Next stop: the ocean floor, where New York Subway cars go to retire
“One by one, they became Maryland’s most-ambitious offshore artificial reef project to create homes for fish and an underwater playground for divers,” The Sun reported in May 2008, as a massive front-end loader wrestled more than 40 stainless steel New York City subway cars off a barge, swinging them one by one over the gray, choppy water before releasing them with a splash.
For the Ocean City Reef Foundation and local officials, the deployment of the retired subway cars at a once-popular fishing spot known as the “Jackspot” has been nearly a decade in the making. False starts and modest financial contributions limited efforts to a series of much smaller projects.
But when the New York Metropolitan Transportation Authority offered a barge-load of cars and Jack Power, a retired Baltimore businessman and passionate fisherman, the project’s No. 1 patron, wrote a check, things clicked into place. He spent $25,000 to send the cars beneath the seas 19 miles off Ocean City, and he is ready to drop another $25,000.

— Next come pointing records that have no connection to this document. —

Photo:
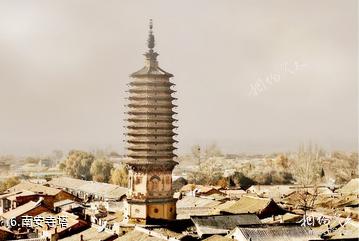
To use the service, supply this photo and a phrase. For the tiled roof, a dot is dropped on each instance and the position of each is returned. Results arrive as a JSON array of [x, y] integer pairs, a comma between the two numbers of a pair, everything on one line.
[[137, 236], [218, 238], [36, 188], [90, 234], [106, 190], [189, 201], [20, 210], [249, 204], [222, 224], [277, 233]]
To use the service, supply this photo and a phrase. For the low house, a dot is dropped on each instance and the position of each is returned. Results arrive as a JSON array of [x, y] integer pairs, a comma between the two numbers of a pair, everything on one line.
[[195, 206], [6, 234], [157, 234], [91, 234], [70, 206], [218, 238], [234, 194], [272, 233], [11, 200], [29, 209], [201, 190], [90, 190], [48, 194], [71, 224], [263, 207], [276, 192], [136, 235], [222, 224]]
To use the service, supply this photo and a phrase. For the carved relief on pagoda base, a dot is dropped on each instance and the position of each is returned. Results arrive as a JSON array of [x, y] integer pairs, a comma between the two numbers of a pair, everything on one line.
[[142, 211], [145, 167]]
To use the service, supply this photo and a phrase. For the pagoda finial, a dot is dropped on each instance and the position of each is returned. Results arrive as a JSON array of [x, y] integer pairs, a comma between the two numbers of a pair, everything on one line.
[[151, 38]]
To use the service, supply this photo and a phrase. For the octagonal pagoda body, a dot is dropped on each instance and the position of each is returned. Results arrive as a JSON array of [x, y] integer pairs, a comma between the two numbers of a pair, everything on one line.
[[150, 142]]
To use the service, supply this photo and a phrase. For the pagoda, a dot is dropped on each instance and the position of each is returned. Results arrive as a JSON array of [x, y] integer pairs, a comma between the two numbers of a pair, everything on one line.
[[150, 141]]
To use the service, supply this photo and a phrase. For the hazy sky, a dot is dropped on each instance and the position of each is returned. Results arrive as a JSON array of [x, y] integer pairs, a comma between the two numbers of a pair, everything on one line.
[[64, 66]]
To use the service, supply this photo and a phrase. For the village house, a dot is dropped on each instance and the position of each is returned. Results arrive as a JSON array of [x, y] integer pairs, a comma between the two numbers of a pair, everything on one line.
[[73, 225], [29, 209], [89, 190], [93, 233], [263, 207], [26, 191], [195, 206], [221, 224], [272, 232]]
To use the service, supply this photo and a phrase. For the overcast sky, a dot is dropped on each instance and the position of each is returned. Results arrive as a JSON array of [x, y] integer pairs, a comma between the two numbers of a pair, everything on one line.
[[64, 66]]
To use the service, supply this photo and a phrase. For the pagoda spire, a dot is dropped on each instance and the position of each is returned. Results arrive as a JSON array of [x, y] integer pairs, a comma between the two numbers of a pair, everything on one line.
[[151, 37], [151, 56]]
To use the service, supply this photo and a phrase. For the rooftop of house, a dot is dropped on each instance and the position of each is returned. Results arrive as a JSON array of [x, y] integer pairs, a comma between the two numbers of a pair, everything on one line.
[[109, 191], [222, 224], [199, 188], [71, 221], [136, 236], [21, 210], [36, 188], [276, 233], [249, 204], [14, 195], [90, 234], [218, 238]]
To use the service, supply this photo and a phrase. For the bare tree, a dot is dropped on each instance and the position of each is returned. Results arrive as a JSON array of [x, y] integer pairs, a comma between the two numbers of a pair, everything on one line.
[[307, 165]]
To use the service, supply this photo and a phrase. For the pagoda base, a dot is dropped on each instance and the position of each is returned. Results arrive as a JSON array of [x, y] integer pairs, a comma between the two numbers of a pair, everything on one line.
[[141, 211]]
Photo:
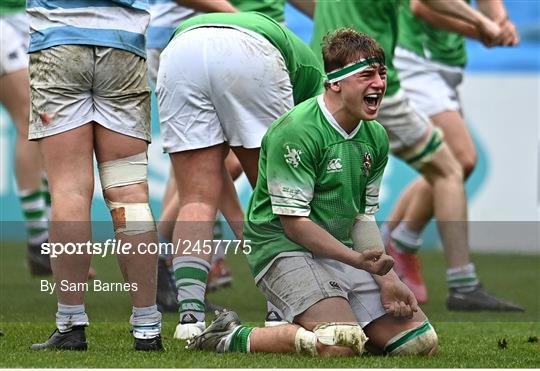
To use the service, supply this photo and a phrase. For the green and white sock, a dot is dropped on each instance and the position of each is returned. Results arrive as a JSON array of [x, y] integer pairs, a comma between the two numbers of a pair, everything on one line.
[[237, 341], [145, 322], [191, 276], [34, 209], [462, 278], [46, 194], [405, 239]]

In 2008, transporting each barge-load of 40-plus cars costs $25,000, which puts the Ocean City Reef Foundation in constant fundraising mode.
Power, 63, who retired to a waterfront home in southern Anne Arundel County, bought the first barge-load in honor of his wife, and said he was picking up the bill on the next one to honor his daughter, Lindsey, who lives in New York and commutes by subway.
(h/t New York Daily News) Reporting from The Sun archives.